新型コロナウイルス感染症の影響により、2021年3月期につきましては、会社発足以来初の赤字という、厳しい決算となりました。
当社グループは、この現実を厳粛に受け止め、難局を乗り越えるべく、最大限の危機感をもって対応していきます。グループ経営ビジョン「変革 2027」で示した方針のレベルとスピードを上げ、収益力の向上と構造改革に全力で取り組み、2022年3月期の黒字化をめざしてまいります。
具体的には、引き続き経営のトッププライオリティである「安全」を前提に信頼を高め、私たちの強みであるリアルなネットワークとデジタルやSuicaを掛け合わせ、新しい暮らしの提案や新領域への挑戦に取り組みます。シェアオフィスの拡大、オフピークポイント・リピートポイントの導入といった新しい働き方の応援や、列車を活用した荷物輸送の推進など、ビジネスの幅を広げていきます。
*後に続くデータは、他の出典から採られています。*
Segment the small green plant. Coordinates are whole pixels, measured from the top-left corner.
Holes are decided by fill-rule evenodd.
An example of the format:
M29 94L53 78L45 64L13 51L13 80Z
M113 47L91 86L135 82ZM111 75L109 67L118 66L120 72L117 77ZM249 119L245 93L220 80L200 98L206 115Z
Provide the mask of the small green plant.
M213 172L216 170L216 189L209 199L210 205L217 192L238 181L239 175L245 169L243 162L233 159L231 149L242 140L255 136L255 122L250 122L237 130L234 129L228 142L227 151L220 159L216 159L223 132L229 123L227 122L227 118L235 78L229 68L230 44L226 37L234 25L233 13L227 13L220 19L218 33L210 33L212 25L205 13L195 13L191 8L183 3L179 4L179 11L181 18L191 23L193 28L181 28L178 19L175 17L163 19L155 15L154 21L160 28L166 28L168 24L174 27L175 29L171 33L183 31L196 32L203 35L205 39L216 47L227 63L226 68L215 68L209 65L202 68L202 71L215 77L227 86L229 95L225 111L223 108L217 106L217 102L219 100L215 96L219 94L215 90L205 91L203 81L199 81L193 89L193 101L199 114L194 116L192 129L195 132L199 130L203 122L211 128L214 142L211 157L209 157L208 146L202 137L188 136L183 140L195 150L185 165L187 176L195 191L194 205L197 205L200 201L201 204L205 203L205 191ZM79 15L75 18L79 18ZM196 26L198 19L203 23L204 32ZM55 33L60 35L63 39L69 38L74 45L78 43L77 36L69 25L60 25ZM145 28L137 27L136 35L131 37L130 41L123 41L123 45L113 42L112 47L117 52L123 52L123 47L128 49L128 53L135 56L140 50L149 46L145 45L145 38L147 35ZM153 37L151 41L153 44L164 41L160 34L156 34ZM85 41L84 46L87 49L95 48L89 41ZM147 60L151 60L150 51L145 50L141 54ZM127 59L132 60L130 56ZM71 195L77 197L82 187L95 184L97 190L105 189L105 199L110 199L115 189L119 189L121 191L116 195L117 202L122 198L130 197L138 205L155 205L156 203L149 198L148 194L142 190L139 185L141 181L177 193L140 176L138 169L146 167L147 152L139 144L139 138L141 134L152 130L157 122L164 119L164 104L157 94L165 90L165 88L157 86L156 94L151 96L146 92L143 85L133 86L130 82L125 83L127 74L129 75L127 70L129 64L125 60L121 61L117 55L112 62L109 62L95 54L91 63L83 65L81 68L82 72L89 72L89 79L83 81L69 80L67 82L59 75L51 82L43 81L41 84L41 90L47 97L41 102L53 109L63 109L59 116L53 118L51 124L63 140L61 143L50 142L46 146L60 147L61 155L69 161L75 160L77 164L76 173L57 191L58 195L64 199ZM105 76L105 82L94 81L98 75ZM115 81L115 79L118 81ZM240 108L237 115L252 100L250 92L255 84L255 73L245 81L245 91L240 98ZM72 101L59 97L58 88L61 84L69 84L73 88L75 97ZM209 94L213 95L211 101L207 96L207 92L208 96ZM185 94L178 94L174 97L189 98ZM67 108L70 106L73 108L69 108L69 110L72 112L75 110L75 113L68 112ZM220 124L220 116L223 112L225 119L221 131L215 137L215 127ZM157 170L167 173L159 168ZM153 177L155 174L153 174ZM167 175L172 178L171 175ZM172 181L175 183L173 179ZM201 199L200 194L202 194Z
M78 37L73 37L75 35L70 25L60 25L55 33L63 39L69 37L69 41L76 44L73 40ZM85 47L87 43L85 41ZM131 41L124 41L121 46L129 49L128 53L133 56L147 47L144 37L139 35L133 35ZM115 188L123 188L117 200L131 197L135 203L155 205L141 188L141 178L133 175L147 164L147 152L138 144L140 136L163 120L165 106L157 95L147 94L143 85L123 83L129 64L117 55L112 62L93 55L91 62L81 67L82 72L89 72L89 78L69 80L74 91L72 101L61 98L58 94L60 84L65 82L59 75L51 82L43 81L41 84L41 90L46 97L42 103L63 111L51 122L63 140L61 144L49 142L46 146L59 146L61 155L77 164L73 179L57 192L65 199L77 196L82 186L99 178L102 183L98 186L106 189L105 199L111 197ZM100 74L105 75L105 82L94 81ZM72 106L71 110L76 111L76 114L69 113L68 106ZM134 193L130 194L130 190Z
また、お客さまに寄り添った「ヒト起点」の発想で鉄道を中心としたビジネスモデルを進化させるとともに、終電繰上げをはじめとした効率的な輸送体系やオフピークを進める運賃体系についての検討を進め、柔軟で強固な経営体質への変革を図ります。さらに、「ゼロカーボン・チャレンジ2050」やローカルDX、地方創生の取組みなど、「ESG経営」を実践して、SDGsの達成に貢献してまいります。
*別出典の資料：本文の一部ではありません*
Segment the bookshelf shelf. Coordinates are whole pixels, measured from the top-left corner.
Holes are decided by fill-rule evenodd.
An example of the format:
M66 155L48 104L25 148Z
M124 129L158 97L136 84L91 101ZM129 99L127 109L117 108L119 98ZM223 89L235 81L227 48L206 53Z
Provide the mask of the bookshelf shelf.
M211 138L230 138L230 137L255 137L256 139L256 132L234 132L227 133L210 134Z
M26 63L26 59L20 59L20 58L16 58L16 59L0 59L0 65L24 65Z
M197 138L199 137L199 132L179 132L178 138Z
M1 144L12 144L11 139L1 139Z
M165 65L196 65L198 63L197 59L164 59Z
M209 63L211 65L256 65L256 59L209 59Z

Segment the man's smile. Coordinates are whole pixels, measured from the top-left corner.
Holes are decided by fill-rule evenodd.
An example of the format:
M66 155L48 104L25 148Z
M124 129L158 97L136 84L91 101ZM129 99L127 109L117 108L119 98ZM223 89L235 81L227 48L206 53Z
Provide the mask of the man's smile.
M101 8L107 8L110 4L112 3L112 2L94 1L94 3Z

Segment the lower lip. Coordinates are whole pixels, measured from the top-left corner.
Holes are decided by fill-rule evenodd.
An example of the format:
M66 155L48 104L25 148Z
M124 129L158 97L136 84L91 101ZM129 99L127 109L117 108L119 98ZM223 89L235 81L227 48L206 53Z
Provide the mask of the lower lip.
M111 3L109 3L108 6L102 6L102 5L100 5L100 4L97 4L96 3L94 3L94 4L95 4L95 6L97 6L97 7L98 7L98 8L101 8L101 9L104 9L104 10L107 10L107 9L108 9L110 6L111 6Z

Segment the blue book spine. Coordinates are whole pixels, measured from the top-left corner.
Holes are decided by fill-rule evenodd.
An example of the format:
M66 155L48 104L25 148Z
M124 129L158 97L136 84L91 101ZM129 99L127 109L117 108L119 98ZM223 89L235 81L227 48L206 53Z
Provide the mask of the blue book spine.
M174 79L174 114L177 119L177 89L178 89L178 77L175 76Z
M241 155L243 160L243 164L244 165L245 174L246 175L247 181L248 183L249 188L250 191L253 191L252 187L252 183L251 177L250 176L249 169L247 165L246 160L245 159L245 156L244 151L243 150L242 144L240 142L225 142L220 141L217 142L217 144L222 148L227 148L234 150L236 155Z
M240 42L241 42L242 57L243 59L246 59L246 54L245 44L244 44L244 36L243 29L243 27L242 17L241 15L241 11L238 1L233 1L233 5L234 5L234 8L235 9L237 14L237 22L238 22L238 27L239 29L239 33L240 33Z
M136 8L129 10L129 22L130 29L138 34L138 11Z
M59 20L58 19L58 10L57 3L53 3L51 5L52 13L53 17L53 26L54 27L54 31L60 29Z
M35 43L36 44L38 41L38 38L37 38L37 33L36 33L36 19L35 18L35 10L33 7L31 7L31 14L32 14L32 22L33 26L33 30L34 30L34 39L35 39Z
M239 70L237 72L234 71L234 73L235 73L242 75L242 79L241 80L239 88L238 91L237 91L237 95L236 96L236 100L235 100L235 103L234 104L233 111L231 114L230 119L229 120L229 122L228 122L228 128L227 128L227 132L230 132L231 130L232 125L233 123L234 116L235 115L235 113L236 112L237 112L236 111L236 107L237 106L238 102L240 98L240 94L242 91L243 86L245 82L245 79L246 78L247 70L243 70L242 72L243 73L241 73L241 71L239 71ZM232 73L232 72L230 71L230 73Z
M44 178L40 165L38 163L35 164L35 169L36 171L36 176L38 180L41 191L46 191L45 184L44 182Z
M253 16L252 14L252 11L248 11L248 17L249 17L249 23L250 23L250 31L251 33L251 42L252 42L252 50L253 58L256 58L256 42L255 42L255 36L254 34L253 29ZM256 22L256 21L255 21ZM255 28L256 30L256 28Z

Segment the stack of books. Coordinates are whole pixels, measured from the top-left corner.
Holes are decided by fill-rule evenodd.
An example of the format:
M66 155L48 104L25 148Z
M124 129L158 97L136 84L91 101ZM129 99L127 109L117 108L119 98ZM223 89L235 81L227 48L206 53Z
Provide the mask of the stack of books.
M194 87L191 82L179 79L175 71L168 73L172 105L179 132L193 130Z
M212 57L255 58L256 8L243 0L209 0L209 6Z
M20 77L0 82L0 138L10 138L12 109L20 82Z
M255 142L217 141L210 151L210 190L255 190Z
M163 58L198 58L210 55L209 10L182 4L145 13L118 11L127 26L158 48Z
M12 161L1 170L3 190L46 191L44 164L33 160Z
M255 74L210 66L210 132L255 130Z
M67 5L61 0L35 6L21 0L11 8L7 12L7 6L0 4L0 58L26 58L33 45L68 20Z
厳しい状況は続きますが、中長期的に総還元性向40%、配当性向30%をめざす方向に変わりはなく、当社グループ一体となり、業績回復をめざしてまいります。
これからも、お客さまや地域の皆さまのご期待に応えることにより、サスティナブルに社会の発展に貢献する企業グループとして、株主の皆さまのご負託に応えてまいります。何とぞ一層のご理解とご支援を賜りますようお願い申しあげます。